A modular toolkit for analytics.
Project description
# newslynx
**This is still a WIP and we should be officially open-sourcing the codebase in late June/July 2015. For now, please read [the report](http://towcenter.org/research/the-newslynx-impact-tracker-produced-these-key-ideas/) we published for the [TowCenter](http://towcenter.org) on our prototype.**
## (Re)Setting up the dev environment
#### Install `newslynx`, prefrerably in a virtual environment.
```
git clone https://github.com/newslynx/newslynx.git
cd newslynx
python setup.py install
```
If you want to actively work on the codebase, install in `editable` mode:
```
git clone https://github.com/newslynx/newslynx.git
cd newslynx
pip install --editable .
```
#### Install the dependencies (instructions for Mac OS X, for now):
Install `redis`:
```
brew install redis
```
**NOTE** We recommend using [Postgres APP](http://postgresapp.com/).
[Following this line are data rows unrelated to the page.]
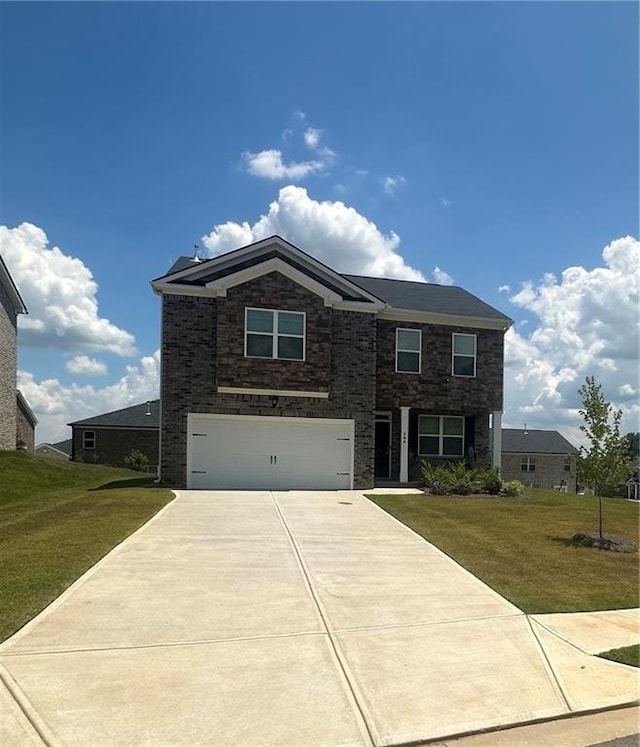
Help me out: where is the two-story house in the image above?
[151,236,511,489]
[0,257,38,453]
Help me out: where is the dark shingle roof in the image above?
[50,438,73,456]
[342,275,511,324]
[68,399,160,428]
[167,257,201,275]
[502,428,577,454]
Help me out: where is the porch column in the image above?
[400,407,411,482]
[491,410,502,469]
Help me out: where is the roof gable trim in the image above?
[0,257,29,314]
[151,236,384,306]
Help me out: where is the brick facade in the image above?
[160,271,504,488]
[71,426,159,467]
[0,282,18,450]
[161,273,376,488]
[376,320,504,480]
[502,453,576,493]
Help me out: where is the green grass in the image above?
[0,452,173,640]
[369,490,639,613]
[598,644,640,667]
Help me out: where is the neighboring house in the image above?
[151,236,512,489]
[16,390,38,454]
[35,438,73,461]
[501,428,578,493]
[69,399,160,467]
[0,257,33,451]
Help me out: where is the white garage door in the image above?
[187,413,354,490]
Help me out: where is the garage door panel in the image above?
[187,414,353,490]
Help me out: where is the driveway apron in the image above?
[0,491,638,747]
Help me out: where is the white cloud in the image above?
[433,267,453,285]
[18,350,160,443]
[202,185,425,281]
[242,148,327,180]
[304,127,322,150]
[380,176,407,195]
[0,223,135,355]
[505,236,640,443]
[65,355,107,376]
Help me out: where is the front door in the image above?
[375,420,391,480]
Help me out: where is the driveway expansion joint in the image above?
[271,493,379,747]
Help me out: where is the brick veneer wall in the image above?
[0,283,18,450]
[502,453,576,493]
[16,404,35,454]
[377,319,504,414]
[71,426,160,467]
[161,273,376,488]
[376,320,504,480]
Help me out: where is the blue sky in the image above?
[0,2,639,440]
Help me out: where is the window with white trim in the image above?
[451,332,477,377]
[244,308,305,361]
[520,457,536,472]
[418,415,464,457]
[396,329,422,373]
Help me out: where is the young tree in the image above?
[578,376,629,538]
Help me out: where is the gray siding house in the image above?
[0,257,35,452]
[502,428,578,493]
[69,399,160,467]
[151,236,512,489]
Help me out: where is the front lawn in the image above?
[369,490,639,613]
[0,452,173,641]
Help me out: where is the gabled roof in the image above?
[343,275,512,326]
[502,428,578,454]
[49,438,73,456]
[151,236,384,310]
[35,438,73,459]
[0,256,29,314]
[151,236,513,331]
[67,399,160,429]
[16,389,38,428]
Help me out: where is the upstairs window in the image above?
[520,457,536,472]
[451,333,476,376]
[418,415,464,457]
[245,309,305,361]
[396,329,422,373]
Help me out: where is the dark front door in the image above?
[375,420,391,480]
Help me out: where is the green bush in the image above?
[502,480,524,498]
[124,449,149,472]
[477,467,502,495]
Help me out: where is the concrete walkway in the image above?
[0,492,639,747]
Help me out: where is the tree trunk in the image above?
[598,491,602,539]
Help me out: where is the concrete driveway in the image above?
[0,491,638,747]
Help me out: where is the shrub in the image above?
[124,449,149,472]
[502,480,524,498]
[477,467,502,495]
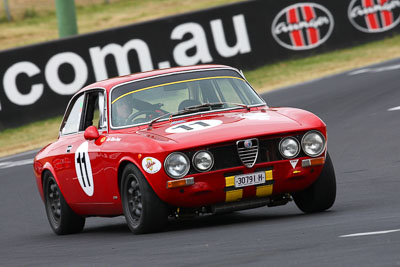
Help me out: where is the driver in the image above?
[112,97,132,126]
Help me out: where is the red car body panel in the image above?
[34,65,327,216]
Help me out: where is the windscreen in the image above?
[111,70,265,127]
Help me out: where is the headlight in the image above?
[164,152,190,179]
[301,131,325,157]
[193,150,214,172]
[279,137,300,159]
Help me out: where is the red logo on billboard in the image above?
[348,0,400,33]
[272,3,334,50]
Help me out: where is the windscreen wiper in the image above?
[147,109,198,130]
[147,102,250,130]
[184,102,250,111]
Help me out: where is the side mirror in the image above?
[83,126,100,140]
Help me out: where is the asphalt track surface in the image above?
[0,59,400,266]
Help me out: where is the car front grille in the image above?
[236,138,258,168]
[185,135,305,174]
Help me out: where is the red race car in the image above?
[34,65,336,234]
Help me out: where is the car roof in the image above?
[78,65,236,93]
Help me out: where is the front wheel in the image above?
[43,172,85,235]
[292,153,336,213]
[121,164,168,234]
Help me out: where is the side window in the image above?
[83,92,107,130]
[61,94,84,134]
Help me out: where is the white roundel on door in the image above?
[165,120,222,133]
[75,142,94,197]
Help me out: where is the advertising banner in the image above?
[0,0,400,130]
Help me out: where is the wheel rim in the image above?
[126,174,143,225]
[46,180,61,226]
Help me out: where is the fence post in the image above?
[3,0,12,21]
[55,0,78,38]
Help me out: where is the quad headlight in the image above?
[301,131,325,157]
[164,152,190,179]
[193,150,214,172]
[279,137,300,159]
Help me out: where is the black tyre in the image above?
[121,164,169,234]
[43,172,85,235]
[292,153,336,213]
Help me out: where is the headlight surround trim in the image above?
[192,150,215,172]
[301,130,326,157]
[164,152,190,179]
[279,136,300,159]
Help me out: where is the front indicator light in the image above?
[167,177,194,189]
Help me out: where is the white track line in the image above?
[388,106,400,111]
[339,229,400,237]
[0,159,33,169]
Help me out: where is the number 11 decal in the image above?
[75,142,94,197]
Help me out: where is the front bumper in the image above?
[158,157,325,208]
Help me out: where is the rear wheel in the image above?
[121,164,169,234]
[43,172,85,235]
[292,153,336,213]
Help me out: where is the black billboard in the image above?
[0,0,400,129]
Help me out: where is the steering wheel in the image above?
[125,110,162,124]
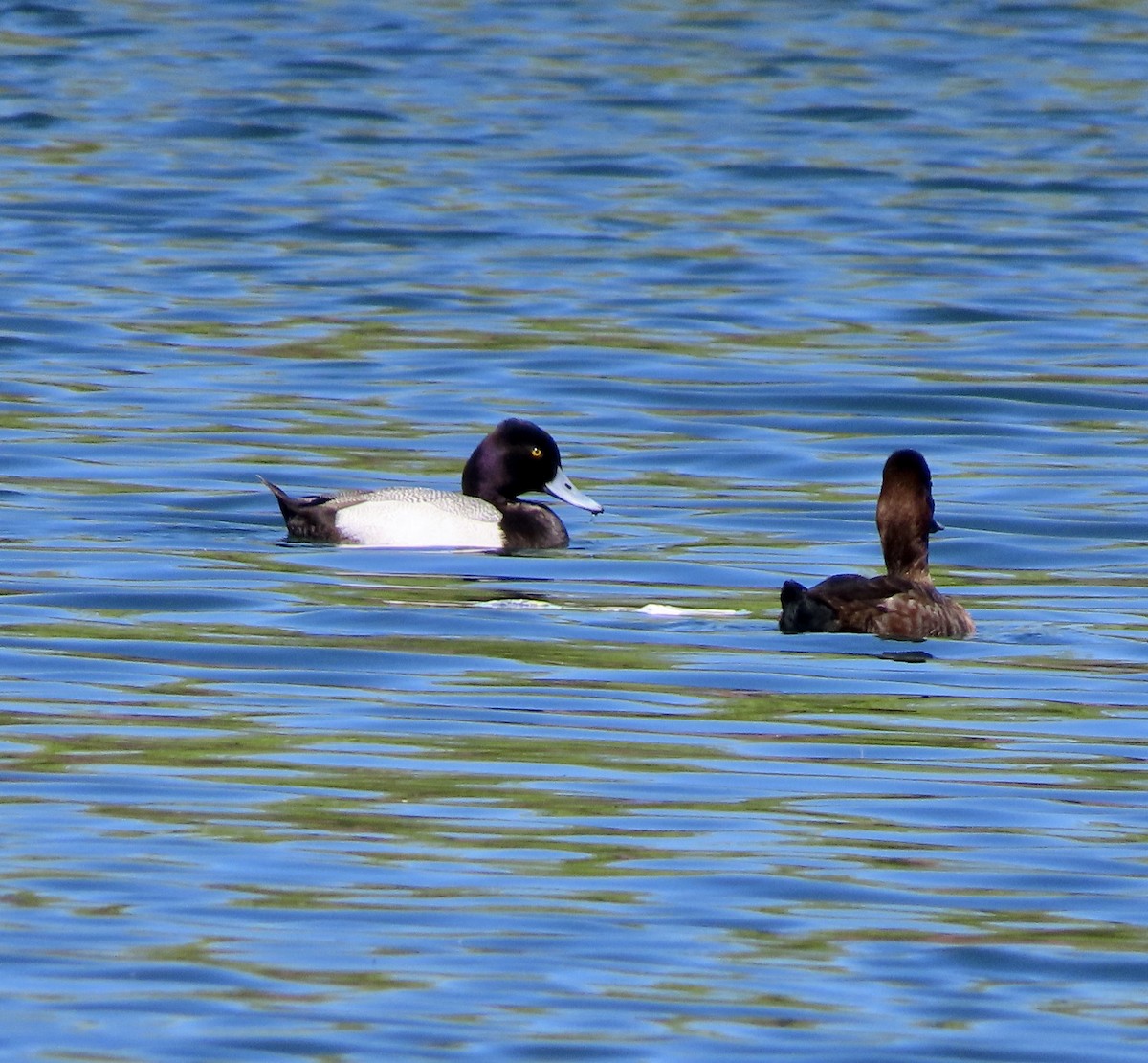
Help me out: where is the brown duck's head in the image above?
[877,450,941,579]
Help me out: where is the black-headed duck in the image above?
[779,450,976,640]
[259,418,602,551]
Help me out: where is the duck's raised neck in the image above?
[877,450,940,581]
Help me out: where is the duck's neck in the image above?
[880,527,929,582]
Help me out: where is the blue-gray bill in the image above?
[544,465,602,513]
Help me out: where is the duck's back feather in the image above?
[780,574,976,640]
[264,481,505,550]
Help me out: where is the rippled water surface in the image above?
[0,0,1148,1063]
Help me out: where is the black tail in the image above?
[259,476,299,521]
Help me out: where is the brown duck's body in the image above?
[779,450,976,640]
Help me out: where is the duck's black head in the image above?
[463,418,602,513]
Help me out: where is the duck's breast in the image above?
[332,487,504,550]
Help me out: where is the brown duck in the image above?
[779,450,976,640]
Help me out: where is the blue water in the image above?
[0,0,1148,1063]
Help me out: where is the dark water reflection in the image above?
[0,2,1148,1063]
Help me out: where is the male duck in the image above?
[259,418,602,550]
[779,450,976,640]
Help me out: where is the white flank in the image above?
[334,487,504,550]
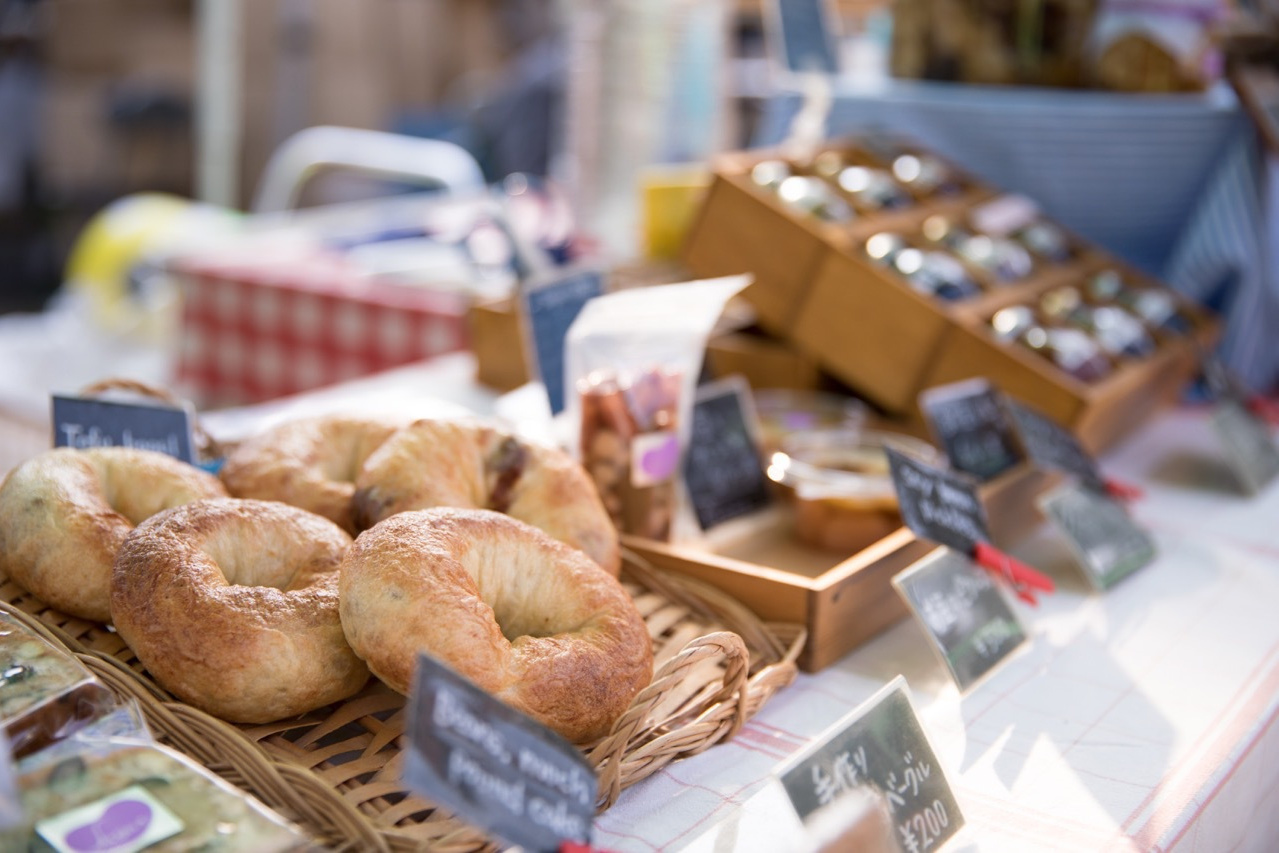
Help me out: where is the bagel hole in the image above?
[203,527,310,592]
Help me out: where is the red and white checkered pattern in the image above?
[175,253,469,407]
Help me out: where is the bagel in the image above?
[0,448,226,622]
[219,414,407,536]
[339,508,652,743]
[111,497,368,723]
[353,421,622,577]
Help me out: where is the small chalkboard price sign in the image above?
[1039,483,1155,590]
[512,269,604,414]
[885,448,990,554]
[1212,398,1279,495]
[52,394,197,464]
[893,549,1026,692]
[1007,400,1106,492]
[885,448,1054,604]
[779,675,964,853]
[684,376,773,529]
[404,655,597,852]
[920,379,1022,482]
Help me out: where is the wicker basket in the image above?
[0,555,803,852]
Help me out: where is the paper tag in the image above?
[1039,483,1155,590]
[54,394,196,464]
[893,549,1026,692]
[36,785,184,853]
[1212,398,1279,495]
[512,264,604,414]
[920,379,1022,482]
[968,194,1039,237]
[1007,400,1106,492]
[767,0,839,74]
[404,655,599,850]
[885,448,990,554]
[779,675,964,853]
[684,377,773,529]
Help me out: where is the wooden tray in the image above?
[623,463,1060,673]
[0,554,804,853]
[684,143,1218,451]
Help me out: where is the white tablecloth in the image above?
[597,409,1279,853]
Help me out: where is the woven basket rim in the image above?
[0,554,806,853]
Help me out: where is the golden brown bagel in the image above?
[0,448,226,622]
[339,509,652,742]
[220,414,407,535]
[111,497,368,723]
[353,421,622,577]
However, if you prefer the `brew` distribution, make sure to install it with plpythonu.
```
brew install postgresql --build-from-source --with-python
```
(Re)create a `postgresql` database
```
dropdb newslynx
createdb newslynx
```
#### Set your configurations
- fill out [`example_config/config.yaml`](example_config/config.yaml) and move it to `~/.newslynx/config.yaml`
- follow the [SQLAlchemy Docs](http://docs.sqlalchemy.org/en/rel_1_0/core/engines.html#database-urls) for details on how to configure your `sqlalchemy_database_uri`.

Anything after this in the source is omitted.